Au début de notre collaboration avec les Verts, nous ne demandions que l’abrogation de l’article L. 630 qui punit « la présentation sous un jour favorable », la cause de tous nos démêlés avec la justice. Par la suite, quelques militants proches de CIRC ont créé une commission « Drogues » à l’intérieur du parti. Celle-ci a fédéré de nombreuses associations (Aides, Act Up, Asud…) et quelques mouvements dont la Ligue des Droits de l’homme. Baptisé CAL 70 (Collectif pour l’Abrogation de la Loi de 70), nous avons défilé dans la rue en juin 1998 pour demander l’abrogation de la loi de 1970.
En 1999, poussé par Chiche (le mouvement des Jeunes Verts) qui avait invité le CIRC à son université d’été, j’accepte, en tant qu’acteur de la société civile (je n’ai jamais été encarté chez les Verts) d’être sur la liste pour les élections européennes conduites par Daniel Cohn-Bendit.
Ce fut l’occasion de s’apercevoir que le sujet des drogues était tabou et que la désinformation faisait des ravages même au sein d’un parti qui dans son programme défend la légalisation du cannabis. Nous avons publié une affiche me représentant de profil dans la beuh accompagné de deux slogans : « Et si on sortait de la prohibition » « avec Jean-Pierre Galland, un candidat en herbe ». C’était un vrai plaisir de coller sur les panneaux électoraux des affiches présentant manifestement le cannabis sous un jour favorable. Des affiches qui auraient dû être interdites, mais qui furent remboursés par l’État, les Verts ayant obtenu plus de 5% des suffrages.

Le CIRC a besoin des partis politiques pour porter le sujet du cannabis à l’assemblée, mais nos tentatives auprès des partis politiques se sont souvent soldées par un échec. Ce fut et c’est encore le cas avec le Parti socialiste alors que le MJS nous a toujours soutenu.
Quant au NPA, ses positions sont voisines des nôtres et Olivier Besancenot est venu l’exprimer de nombreuses fois lors de « l’Appel du 18 joint ». À l’opposé, Alternative Libérale qui dans son programme a inscrit la légalisation de toutes les drogues a participé à plusieurs de nos manifestations.

Une partie de notre travail est d’interpeller, lors des élections, les leaders des partis politiques sur leurs positions et de rendre compte des initiatives, comme celle initiée dernièrement par Daniel Vaillant. De même que le CIRC a été auditionné par la commission Henrion  (1994) ou par les sénateurs (2002) qui n’ont pas retenu ses conseils, le CIRC espère cette année être auditionné par la Commission parlementaire réunie autour de l’ancien ministre de l’Intérieur.
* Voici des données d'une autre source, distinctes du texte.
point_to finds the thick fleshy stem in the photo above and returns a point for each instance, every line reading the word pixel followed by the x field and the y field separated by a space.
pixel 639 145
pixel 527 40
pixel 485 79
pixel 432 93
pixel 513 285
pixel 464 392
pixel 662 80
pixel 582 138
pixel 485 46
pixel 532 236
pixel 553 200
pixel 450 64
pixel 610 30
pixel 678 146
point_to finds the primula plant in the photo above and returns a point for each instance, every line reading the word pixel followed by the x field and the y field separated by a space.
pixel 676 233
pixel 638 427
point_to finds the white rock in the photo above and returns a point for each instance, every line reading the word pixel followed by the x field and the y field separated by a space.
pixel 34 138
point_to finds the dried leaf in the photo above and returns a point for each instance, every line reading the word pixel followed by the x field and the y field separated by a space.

On ne sortira pas de la prohibition si nous ne sommes pas soutenus par les politiques, et qu’importe la formation qu’ils représentent. Avant qu’il ne quitte le parti au pouvoir, Jean-Luc Roméro a toujours défendu le CIRC lorsque nous avions des ennuis avec la justice.
La grande difficulté, c’est que si on ne les travaille pas au corps (passez-moi l’expression), les partis politiques ne bougeront pas le petit doigt. C’est à nous (les usagers de drogues sont aussi des experts) de leur montrer tous les avantages que la société tirerait à légaliser le cannabis, et accessoirement, les avantages que tirerait leur formation politique, à soutenir une noble cause.